# [OT]Suche tutorial zur Programmierung von KDE-Miniprogrammen

## bröggle

jeder kde benutzer kennt doch diese kleinen miniprogramme die sich in die Taskleiste eindocken...  z.b. farbwähler, binär uhr oder der system monitor.

MEine Frage ist jetzt:

1.Gibt es irgendwo ein tutorial dazu?

2. gibt es eine art demo-app dass man so modifizifieren kann wie man es braucht?

natürlich stell ich euch das ergebnis dann vor  :Smile: 

mod edit: +[OT]

amne

----------

## Gekko

In KDevelop z.B. kann man Templates dafür aufrufen.

----------

## bröggle

danke, das hilft schonmal ein stückchen weiter...

aber so richtig verstehe ich das ganze da nicht (hab noch nie mit kdevelop gearbeitet :/ ) und kann nur wenig c++ , dafür aber java ganz gut.

-->Gibts ein tutorial?

->Oder das ganze für java?

^-^

----------

## _hephaistos_

also java IMHO nicht!

max. C# wär noch eine möglichkeit  :Smile: 

hth,

ciao

----------

## bröggle

java =~ c#

Ich habe mich schonmal mit c# befasst, aber es dann wieder aufgegeben, da es wirklich 'ein wenig' Java ähnelt.

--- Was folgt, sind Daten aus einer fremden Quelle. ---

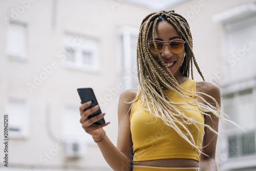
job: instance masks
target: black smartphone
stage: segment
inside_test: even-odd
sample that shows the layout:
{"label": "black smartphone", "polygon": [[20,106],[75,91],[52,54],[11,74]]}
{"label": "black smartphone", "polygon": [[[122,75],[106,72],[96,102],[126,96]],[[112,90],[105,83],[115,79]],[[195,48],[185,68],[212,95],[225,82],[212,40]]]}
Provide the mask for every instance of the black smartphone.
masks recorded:
{"label": "black smartphone", "polygon": [[[79,88],[77,89],[77,92],[78,92],[78,94],[80,96],[80,98],[81,99],[81,101],[82,101],[82,104],[87,101],[92,101],[92,104],[91,105],[91,106],[86,109],[86,110],[87,110],[98,104],[95,95],[94,95],[94,93],[93,92],[93,90],[92,88]],[[99,108],[99,110],[93,113],[92,115],[90,115],[88,117],[88,118],[90,119],[94,116],[99,115],[101,113],[101,111],[100,110],[100,108]],[[93,124],[103,124],[104,123],[105,120],[104,119],[104,118],[102,118],[98,121],[94,122]]]}

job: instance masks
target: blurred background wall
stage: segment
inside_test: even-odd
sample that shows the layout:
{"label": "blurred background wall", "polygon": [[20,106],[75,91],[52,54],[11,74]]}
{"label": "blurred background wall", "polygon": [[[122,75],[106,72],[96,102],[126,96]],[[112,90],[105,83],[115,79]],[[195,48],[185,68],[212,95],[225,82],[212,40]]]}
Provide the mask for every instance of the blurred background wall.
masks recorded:
{"label": "blurred background wall", "polygon": [[[219,170],[256,170],[256,1],[249,0],[0,0],[0,169],[111,170],[81,126],[77,89],[94,89],[116,144],[119,96],[138,85],[140,25],[170,9],[188,20],[223,110],[247,131],[220,124]],[[202,80],[196,72],[194,79]]]}

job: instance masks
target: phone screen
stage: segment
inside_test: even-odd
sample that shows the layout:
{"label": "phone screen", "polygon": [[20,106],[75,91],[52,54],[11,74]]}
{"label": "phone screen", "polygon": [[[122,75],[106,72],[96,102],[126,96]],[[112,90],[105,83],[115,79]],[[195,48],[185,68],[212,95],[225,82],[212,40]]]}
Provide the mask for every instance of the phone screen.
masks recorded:
{"label": "phone screen", "polygon": [[[87,110],[97,104],[98,102],[97,101],[97,99],[96,98],[95,95],[94,95],[94,93],[93,92],[93,90],[92,88],[80,88],[77,89],[77,92],[78,92],[78,94],[79,95],[80,98],[81,99],[81,101],[82,101],[82,103],[84,103],[85,102],[89,101],[92,101],[92,104],[89,107],[87,108],[86,110]],[[90,115],[88,117],[88,118],[90,119],[94,116],[99,115],[101,113],[101,111],[100,110],[100,108],[99,108],[99,110],[92,115]],[[94,122],[93,124],[103,124],[105,123],[105,120],[104,118],[102,118],[100,120],[97,121],[96,122]]]}

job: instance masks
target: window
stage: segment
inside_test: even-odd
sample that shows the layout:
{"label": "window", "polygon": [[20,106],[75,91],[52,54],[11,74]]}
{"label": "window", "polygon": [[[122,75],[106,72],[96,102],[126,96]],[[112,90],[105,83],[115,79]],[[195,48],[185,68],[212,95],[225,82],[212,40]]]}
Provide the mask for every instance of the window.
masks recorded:
{"label": "window", "polygon": [[256,73],[256,17],[225,24],[225,62],[229,72],[227,81],[242,80],[244,74],[252,78]]}
{"label": "window", "polygon": [[25,100],[9,98],[6,104],[9,115],[9,137],[27,138],[29,134],[28,105]]}
{"label": "window", "polygon": [[63,114],[62,131],[65,137],[78,142],[94,143],[91,136],[84,132],[79,122],[79,106],[66,106]]}
{"label": "window", "polygon": [[67,67],[92,72],[100,71],[100,47],[97,39],[66,34],[63,44]]}
{"label": "window", "polygon": [[139,85],[137,72],[136,49],[139,30],[124,27],[119,28],[118,33],[118,49],[121,49],[118,59],[120,67],[120,79],[124,89],[137,88]]}
{"label": "window", "polygon": [[228,136],[228,141],[229,158],[255,154],[255,132]]}
{"label": "window", "polygon": [[224,112],[247,132],[247,134],[236,132],[237,127],[232,124],[225,126],[226,131],[229,132],[227,138],[229,158],[256,154],[256,118],[252,90],[241,90],[223,96]]}
{"label": "window", "polygon": [[12,59],[24,60],[27,56],[27,27],[10,23],[7,33],[7,55]]}

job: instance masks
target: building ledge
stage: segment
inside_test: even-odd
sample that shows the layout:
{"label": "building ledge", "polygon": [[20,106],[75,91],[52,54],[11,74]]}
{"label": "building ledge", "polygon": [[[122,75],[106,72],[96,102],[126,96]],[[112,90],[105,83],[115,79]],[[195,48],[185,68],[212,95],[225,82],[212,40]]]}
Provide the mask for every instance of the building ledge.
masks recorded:
{"label": "building ledge", "polygon": [[211,19],[216,23],[233,23],[255,14],[256,4],[249,3],[216,13],[212,15]]}

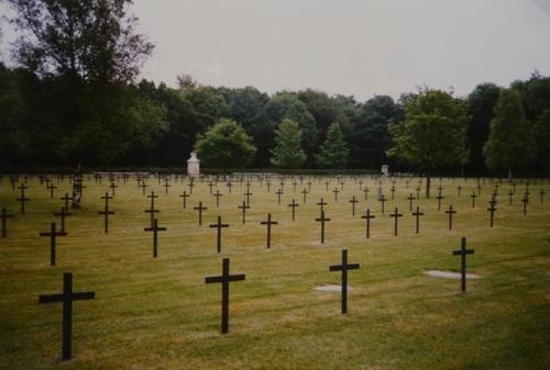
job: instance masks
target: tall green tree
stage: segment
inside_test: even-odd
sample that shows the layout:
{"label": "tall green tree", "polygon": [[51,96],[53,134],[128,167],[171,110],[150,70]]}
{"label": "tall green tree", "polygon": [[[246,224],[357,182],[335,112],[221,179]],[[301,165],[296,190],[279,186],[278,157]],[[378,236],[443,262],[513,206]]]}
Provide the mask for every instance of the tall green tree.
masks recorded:
{"label": "tall green tree", "polygon": [[463,165],[470,116],[466,103],[440,90],[425,89],[404,100],[405,121],[392,122],[394,141],[388,156],[426,172],[426,197],[430,197],[432,171],[441,166]]}
{"label": "tall green tree", "polygon": [[271,164],[279,168],[300,168],[306,161],[301,148],[301,130],[296,122],[285,119],[275,131],[276,146],[272,150]]}
{"label": "tall green tree", "polygon": [[512,170],[526,167],[536,157],[532,124],[525,117],[521,98],[514,89],[503,89],[491,121],[488,141],[483,147],[487,167]]}
{"label": "tall green tree", "polygon": [[197,156],[205,167],[243,168],[256,154],[252,137],[235,121],[221,119],[195,143]]}
{"label": "tall green tree", "polygon": [[317,155],[317,165],[323,168],[345,168],[350,156],[350,149],[345,143],[340,124],[334,122],[327,133],[327,141],[320,147]]}

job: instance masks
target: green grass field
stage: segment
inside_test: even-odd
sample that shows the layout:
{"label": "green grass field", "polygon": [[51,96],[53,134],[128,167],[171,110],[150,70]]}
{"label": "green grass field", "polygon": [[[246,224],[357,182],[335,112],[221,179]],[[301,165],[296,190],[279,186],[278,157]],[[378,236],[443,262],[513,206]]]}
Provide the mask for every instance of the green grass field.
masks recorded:
{"label": "green grass field", "polygon": [[[309,179],[309,178],[307,178]],[[540,202],[539,191],[550,197],[548,181],[531,181],[527,215],[518,182],[514,204],[508,205],[510,186],[499,186],[495,225],[488,226],[487,202],[493,184],[486,180],[476,208],[471,208],[474,179],[443,179],[441,211],[437,188],[432,198],[420,200],[425,216],[415,234],[405,179],[397,179],[395,200],[376,201],[378,182],[360,178],[371,192],[367,201],[351,177],[338,194],[326,191],[323,178],[314,179],[307,203],[287,180],[277,204],[273,180],[267,193],[256,180],[251,187],[251,210],[241,223],[244,184],[234,182],[232,194],[223,182],[220,206],[199,183],[183,210],[187,180],[172,179],[169,193],[154,178],[147,193],[160,198],[158,258],[152,256],[152,233],[144,210],[150,200],[135,178],[121,180],[111,201],[110,232],[103,232],[100,199],[109,182],[85,181],[81,210],[67,218],[67,236],[58,238],[57,266],[50,266],[50,240],[38,237],[58,212],[67,179],[54,183],[55,198],[45,184],[29,179],[26,213],[20,214],[9,179],[0,183],[0,206],[15,215],[8,221],[8,237],[0,239],[0,368],[2,369],[550,369],[550,200]],[[306,181],[305,181],[306,182]],[[462,186],[462,197],[457,187]],[[482,182],[483,184],[483,182]],[[382,184],[392,199],[392,183]],[[341,186],[339,186],[341,188]],[[216,188],[215,188],[216,191]],[[351,215],[349,200],[360,200]],[[316,203],[323,197],[326,243],[320,244]],[[287,204],[300,204],[292,221]],[[548,197],[547,197],[548,198]],[[202,201],[208,210],[198,226],[193,210]],[[453,229],[443,212],[458,211]],[[371,238],[360,215],[369,208]],[[389,213],[398,208],[399,235],[394,236]],[[267,213],[273,226],[272,248],[266,249]],[[208,225],[217,216],[230,225],[222,231],[222,253],[216,251],[216,229]],[[422,271],[460,271],[461,237],[468,238],[469,272],[481,274],[460,290],[460,280],[429,277]],[[340,313],[340,293],[315,288],[339,284],[340,273],[329,272],[340,264],[341,249],[349,249],[349,314]],[[220,334],[220,284],[206,284],[205,277],[221,273],[223,257],[231,258],[231,272],[246,280],[231,283],[230,333]],[[38,304],[40,294],[58,293],[63,272],[74,274],[76,291],[94,290],[96,299],[74,303],[73,359],[61,361],[62,304]]]}

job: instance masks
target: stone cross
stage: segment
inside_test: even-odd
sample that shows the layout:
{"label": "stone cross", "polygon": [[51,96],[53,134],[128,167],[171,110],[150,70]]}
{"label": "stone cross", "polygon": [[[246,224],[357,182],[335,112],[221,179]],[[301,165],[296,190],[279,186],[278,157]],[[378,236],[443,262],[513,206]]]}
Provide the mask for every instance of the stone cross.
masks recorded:
{"label": "stone cross", "polygon": [[73,292],[73,273],[63,274],[63,293],[40,295],[38,303],[63,302],[63,349],[62,359],[69,360],[73,344],[73,301],[92,300],[95,292]]}

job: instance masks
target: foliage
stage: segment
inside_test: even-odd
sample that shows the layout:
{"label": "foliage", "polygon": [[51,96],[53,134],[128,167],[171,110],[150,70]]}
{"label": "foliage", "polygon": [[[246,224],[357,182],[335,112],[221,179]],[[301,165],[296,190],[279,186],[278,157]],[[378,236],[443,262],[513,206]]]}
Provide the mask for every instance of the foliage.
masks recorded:
{"label": "foliage", "polygon": [[345,168],[350,150],[344,141],[340,124],[334,122],[327,133],[327,141],[317,155],[317,165],[322,168]]}
{"label": "foliage", "polygon": [[228,119],[221,119],[195,143],[197,156],[206,167],[246,167],[256,154],[252,137],[244,128]]}
{"label": "foliage", "polygon": [[272,150],[271,164],[279,168],[299,168],[306,161],[301,148],[301,130],[289,119],[284,119],[275,131],[276,146]]}
{"label": "foliage", "polygon": [[536,156],[531,123],[525,117],[520,96],[514,89],[503,89],[491,121],[488,141],[483,147],[487,167],[512,169],[529,165]]}

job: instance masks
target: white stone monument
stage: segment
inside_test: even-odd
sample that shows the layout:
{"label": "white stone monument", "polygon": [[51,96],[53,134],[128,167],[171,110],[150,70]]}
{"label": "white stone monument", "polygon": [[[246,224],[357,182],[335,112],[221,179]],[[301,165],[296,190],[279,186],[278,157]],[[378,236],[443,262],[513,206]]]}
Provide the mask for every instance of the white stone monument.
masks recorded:
{"label": "white stone monument", "polygon": [[382,165],[382,175],[389,176],[389,166],[388,165]]}
{"label": "white stone monument", "polygon": [[187,159],[187,176],[198,177],[200,175],[200,160],[197,154],[191,152],[191,157]]}

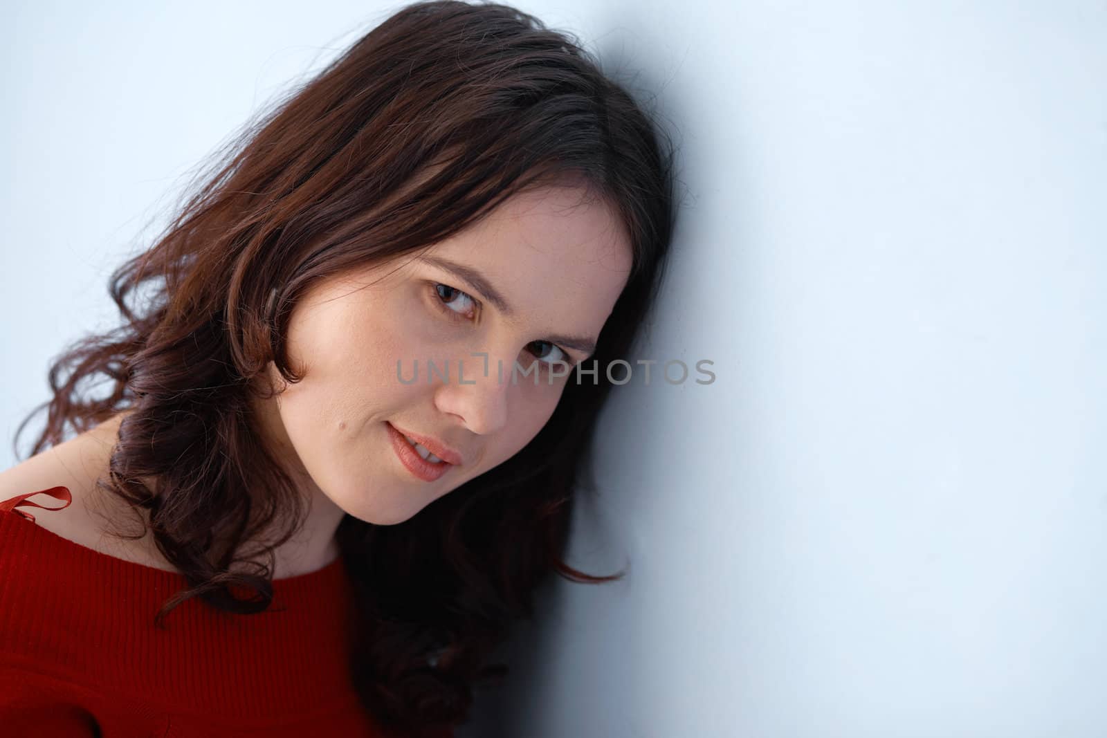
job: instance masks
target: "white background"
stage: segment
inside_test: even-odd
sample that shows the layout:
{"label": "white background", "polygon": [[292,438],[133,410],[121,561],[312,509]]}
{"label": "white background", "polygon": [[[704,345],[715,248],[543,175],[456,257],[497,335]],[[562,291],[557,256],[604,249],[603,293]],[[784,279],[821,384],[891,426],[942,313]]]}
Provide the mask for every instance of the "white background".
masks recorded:
{"label": "white background", "polygon": [[[464,735],[1107,735],[1107,6],[518,6],[679,129],[643,356],[717,378],[614,392],[569,561],[629,574]],[[187,170],[400,7],[0,8],[4,468]]]}

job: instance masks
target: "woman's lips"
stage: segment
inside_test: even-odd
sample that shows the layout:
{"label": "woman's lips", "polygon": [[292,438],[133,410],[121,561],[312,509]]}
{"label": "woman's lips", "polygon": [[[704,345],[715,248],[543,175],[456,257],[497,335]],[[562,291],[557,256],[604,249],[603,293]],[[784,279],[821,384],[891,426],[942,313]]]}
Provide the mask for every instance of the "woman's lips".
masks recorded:
{"label": "woman's lips", "polygon": [[389,428],[389,436],[392,439],[392,448],[400,457],[400,462],[406,467],[408,471],[422,479],[423,481],[434,481],[442,477],[442,475],[449,471],[451,465],[445,461],[439,461],[437,464],[432,464],[427,461],[418,451],[407,443],[407,439],[401,435],[399,430],[392,427],[391,423],[385,423]]}

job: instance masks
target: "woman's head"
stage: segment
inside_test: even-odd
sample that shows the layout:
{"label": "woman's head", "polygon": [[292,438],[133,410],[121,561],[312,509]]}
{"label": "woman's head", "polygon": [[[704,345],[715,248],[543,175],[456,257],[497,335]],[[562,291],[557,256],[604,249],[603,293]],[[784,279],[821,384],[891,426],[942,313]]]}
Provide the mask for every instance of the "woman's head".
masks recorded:
{"label": "woman's head", "polygon": [[[299,299],[286,340],[302,378],[259,401],[257,416],[309,489],[360,520],[397,523],[530,443],[630,273],[618,215],[583,194],[571,181],[521,193]],[[273,366],[270,378],[282,384]],[[392,428],[457,457],[441,477],[417,476]]]}
{"label": "woman's head", "polygon": [[[126,324],[54,365],[34,451],[66,422],[132,410],[111,486],[194,585],[170,605],[268,606],[265,578],[227,568],[272,526],[275,544],[293,534],[306,485],[323,493],[351,513],[337,538],[373,624],[355,658],[366,701],[396,723],[457,719],[544,576],[602,579],[561,553],[606,370],[630,357],[672,235],[663,135],[530,15],[404,8],[249,128],[116,272]],[[510,380],[586,358],[579,382]],[[428,360],[448,381],[427,383]],[[112,392],[79,397],[100,373]],[[393,425],[462,462],[417,479]]]}

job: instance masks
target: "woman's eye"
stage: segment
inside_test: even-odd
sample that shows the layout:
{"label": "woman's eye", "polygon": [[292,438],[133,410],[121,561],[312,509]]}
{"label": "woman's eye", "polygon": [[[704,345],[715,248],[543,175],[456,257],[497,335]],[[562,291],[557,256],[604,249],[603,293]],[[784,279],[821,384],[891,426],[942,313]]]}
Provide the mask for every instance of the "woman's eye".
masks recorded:
{"label": "woman's eye", "polygon": [[435,294],[437,295],[437,304],[445,311],[453,314],[454,320],[463,320],[464,318],[475,318],[475,309],[477,301],[470,298],[465,292],[449,287],[448,284],[443,284],[441,282],[435,282],[433,284]]}
{"label": "woman's eye", "polygon": [[[531,345],[531,346],[548,346],[549,347],[549,351],[540,351],[539,350],[539,351],[531,351],[530,352],[530,353],[532,353],[535,355],[535,358],[542,360],[542,363],[546,364],[546,368],[547,370],[552,368],[554,365],[557,364],[558,362],[563,362],[566,364],[570,364],[571,363],[569,361],[569,354],[565,353],[565,350],[562,350],[556,343],[550,343],[549,341],[531,341],[529,345]],[[555,351],[557,352],[556,354],[552,353]],[[550,360],[550,361],[546,361],[549,356],[554,356],[554,358]]]}
{"label": "woman's eye", "polygon": [[[434,290],[434,304],[449,320],[461,323],[476,318],[476,310],[480,303],[469,294],[442,282],[433,282],[431,288]],[[527,350],[535,358],[541,360],[544,371],[550,371],[558,362],[568,365],[572,363],[569,354],[561,346],[549,341],[531,341],[527,344]]]}

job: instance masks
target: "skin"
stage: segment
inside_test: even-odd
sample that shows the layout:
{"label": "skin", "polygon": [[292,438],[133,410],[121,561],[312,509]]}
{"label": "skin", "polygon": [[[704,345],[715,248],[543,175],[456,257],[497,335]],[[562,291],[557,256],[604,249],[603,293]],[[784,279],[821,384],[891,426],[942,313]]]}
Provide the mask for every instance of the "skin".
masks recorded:
{"label": "skin", "polygon": [[[582,194],[562,186],[516,195],[455,237],[320,282],[296,305],[288,354],[304,378],[255,402],[265,443],[309,501],[300,531],[276,549],[273,579],[334,561],[343,514],[375,524],[407,520],[510,458],[545,426],[575,372],[552,384],[541,374],[536,386],[532,375],[513,383],[513,365],[586,360],[587,352],[550,336],[594,341],[631,268],[630,241],[614,211],[602,201],[581,202]],[[426,258],[478,271],[513,312]],[[544,341],[559,347],[535,343]],[[474,352],[487,353],[487,374],[486,358]],[[400,382],[397,360],[405,380],[418,361],[416,382]],[[427,360],[439,370],[448,365],[449,381],[435,375],[428,383]],[[283,386],[272,364],[268,381]],[[30,498],[43,506],[30,508],[37,524],[108,555],[175,571],[152,534],[133,541],[105,534],[136,531],[135,512],[95,485],[107,476],[124,416],[0,472],[0,500],[65,486],[73,497],[68,507],[44,495]],[[385,422],[446,443],[463,464],[432,482],[413,476],[396,457]],[[144,481],[156,489],[156,480]]]}
{"label": "skin", "polygon": [[[546,425],[575,372],[552,383],[542,375],[535,386],[532,375],[513,383],[510,367],[586,360],[587,352],[535,342],[557,334],[594,342],[631,269],[614,212],[602,201],[580,204],[581,195],[572,187],[516,195],[451,239],[321,283],[298,303],[288,345],[304,378],[286,385],[270,364],[270,381],[284,391],[256,405],[267,443],[311,500],[303,540],[278,550],[290,569],[310,571],[338,555],[333,537],[344,513],[376,524],[407,520],[514,456]],[[480,272],[511,314],[425,257]],[[487,375],[474,352],[488,354]],[[447,363],[448,382],[427,382],[428,358]],[[418,360],[417,382],[400,382],[397,360],[405,380]],[[413,476],[385,422],[445,441],[463,464],[435,481]]]}

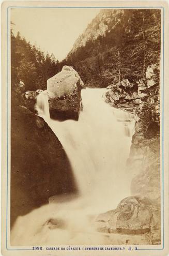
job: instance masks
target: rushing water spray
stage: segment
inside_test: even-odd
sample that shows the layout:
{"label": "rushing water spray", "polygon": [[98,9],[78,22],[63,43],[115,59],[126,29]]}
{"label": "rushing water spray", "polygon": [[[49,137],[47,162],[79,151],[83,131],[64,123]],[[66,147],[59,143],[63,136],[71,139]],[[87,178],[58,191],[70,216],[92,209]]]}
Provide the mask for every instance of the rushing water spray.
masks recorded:
{"label": "rushing water spray", "polygon": [[38,95],[36,101],[36,108],[39,115],[44,116],[46,121],[50,119],[48,94],[47,90],[42,91]]}
{"label": "rushing water spray", "polygon": [[[121,199],[130,195],[132,176],[126,171],[126,164],[134,125],[133,115],[105,103],[104,92],[104,89],[82,90],[84,110],[78,122],[49,119],[47,97],[42,94],[38,96],[39,114],[66,152],[79,196],[62,202],[54,196],[48,205],[19,217],[12,232],[13,244],[104,243],[100,234],[91,235],[94,230],[89,220],[116,208]],[[54,221],[49,220],[53,218]]]}

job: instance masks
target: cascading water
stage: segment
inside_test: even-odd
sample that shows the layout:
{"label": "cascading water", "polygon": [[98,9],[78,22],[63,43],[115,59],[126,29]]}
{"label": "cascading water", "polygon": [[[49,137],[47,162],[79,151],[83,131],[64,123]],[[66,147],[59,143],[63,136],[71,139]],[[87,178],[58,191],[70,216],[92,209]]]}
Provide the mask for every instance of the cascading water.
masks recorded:
{"label": "cascading water", "polygon": [[[102,97],[104,92],[104,89],[82,90],[84,110],[78,122],[49,119],[47,98],[42,93],[38,96],[39,114],[55,133],[67,153],[79,196],[63,202],[54,196],[48,205],[20,217],[12,232],[14,244],[19,235],[17,230],[22,225],[26,228],[27,223],[26,234],[23,235],[23,228],[20,230],[22,245],[103,243],[100,234],[93,238],[88,235],[90,238],[87,239],[86,232],[94,231],[88,216],[116,208],[121,200],[130,195],[132,177],[126,172],[126,164],[134,126],[134,115],[105,103]],[[47,225],[44,224],[51,218],[60,223],[54,230],[47,228],[49,222]]]}
{"label": "cascading water", "polygon": [[48,103],[48,94],[47,90],[42,91],[37,96],[36,109],[39,115],[45,116],[46,121],[50,118]]}

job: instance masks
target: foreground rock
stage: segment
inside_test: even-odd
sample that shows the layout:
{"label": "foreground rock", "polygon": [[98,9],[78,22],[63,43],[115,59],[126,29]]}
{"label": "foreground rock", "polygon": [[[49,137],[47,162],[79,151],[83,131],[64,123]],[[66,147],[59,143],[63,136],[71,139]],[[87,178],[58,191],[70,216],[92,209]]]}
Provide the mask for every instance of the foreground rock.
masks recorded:
{"label": "foreground rock", "polygon": [[116,209],[99,215],[96,226],[100,232],[115,235],[111,237],[113,244],[160,243],[160,209],[147,198],[125,198]]}
{"label": "foreground rock", "polygon": [[11,224],[17,216],[48,202],[55,194],[74,192],[69,161],[56,136],[26,108],[11,113]]}
{"label": "foreground rock", "polygon": [[47,81],[49,108],[52,118],[78,120],[82,109],[81,95],[84,85],[78,72],[64,66],[62,70]]}

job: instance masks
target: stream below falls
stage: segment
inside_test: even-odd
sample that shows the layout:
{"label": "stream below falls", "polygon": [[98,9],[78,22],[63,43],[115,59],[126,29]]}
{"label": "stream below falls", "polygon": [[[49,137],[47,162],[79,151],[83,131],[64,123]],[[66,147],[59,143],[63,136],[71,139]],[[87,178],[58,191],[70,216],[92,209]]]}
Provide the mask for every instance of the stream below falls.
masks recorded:
{"label": "stream below falls", "polygon": [[38,96],[39,114],[65,150],[79,194],[69,200],[54,195],[49,205],[19,217],[11,232],[13,244],[103,244],[103,236],[96,234],[91,220],[115,208],[131,194],[132,174],[126,166],[135,123],[133,114],[104,102],[104,92],[82,91],[84,110],[78,121],[50,119],[47,98]]}

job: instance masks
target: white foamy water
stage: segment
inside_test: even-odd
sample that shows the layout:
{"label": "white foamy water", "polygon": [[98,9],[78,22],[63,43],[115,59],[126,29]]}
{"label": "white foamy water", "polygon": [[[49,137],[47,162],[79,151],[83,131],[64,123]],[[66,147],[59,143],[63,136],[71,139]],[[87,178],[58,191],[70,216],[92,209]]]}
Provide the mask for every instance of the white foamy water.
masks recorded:
{"label": "white foamy water", "polygon": [[[104,243],[103,236],[96,233],[91,224],[92,216],[116,208],[130,195],[132,177],[126,164],[134,126],[133,115],[105,103],[104,92],[82,90],[84,110],[78,121],[60,122],[49,119],[45,111],[39,112],[68,155],[79,196],[67,201],[53,197],[49,205],[19,217],[11,232],[13,244]],[[37,109],[42,109],[38,99]],[[57,223],[52,228],[48,222],[50,219]]]}
{"label": "white foamy water", "polygon": [[50,118],[48,103],[48,95],[47,90],[43,91],[38,95],[36,99],[36,109],[39,115],[43,116],[47,122]]}

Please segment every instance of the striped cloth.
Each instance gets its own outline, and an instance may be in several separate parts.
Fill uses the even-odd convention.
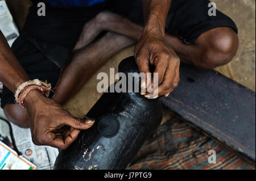
[[[208,151],[216,163],[208,163]],[[164,120],[128,169],[255,169],[240,155],[177,118]]]

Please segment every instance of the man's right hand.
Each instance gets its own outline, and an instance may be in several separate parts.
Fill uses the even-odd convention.
[[[36,90],[31,90],[24,100],[33,142],[65,149],[77,138],[80,130],[94,123],[75,117],[52,99]]]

Da gibts aber kein Template...

Wenn ich ein Tutorial zu dem Thema hätte würde ich auch mit C++ zurecht kommen, denn Java ähnelt/stamm ab von C++

Oder hat jemand den Source von einem einfachen Miniprogramm?

(p.s.: mein Programm soll nur eine Zahl ausgeben, die sagen wir alle 10 min aktualisiert wird, mehr nicht, evtl. wenns leichter is wäre ein statusbalken auch gut...)

ich glaube der source-code des "Systemmonitor"-Miniprogramms ist wohl am passendsten für meine Bedürfnisse oder?

Oder den der KDE-Digitaluhr...

----------

## _hephaistos_

 *bröggle wrote:*   

> Wenn ich ein Tutorial zu dem Thema hätte würde ich auch mit C++ zurecht kommen, denn Java ähnelt/stamm ab von C++

 

klar, stammt ab! aber ich wette, wenn du noch nie C/C++ programmiert hast, kommst du auch nicht mit einem howto zurecht!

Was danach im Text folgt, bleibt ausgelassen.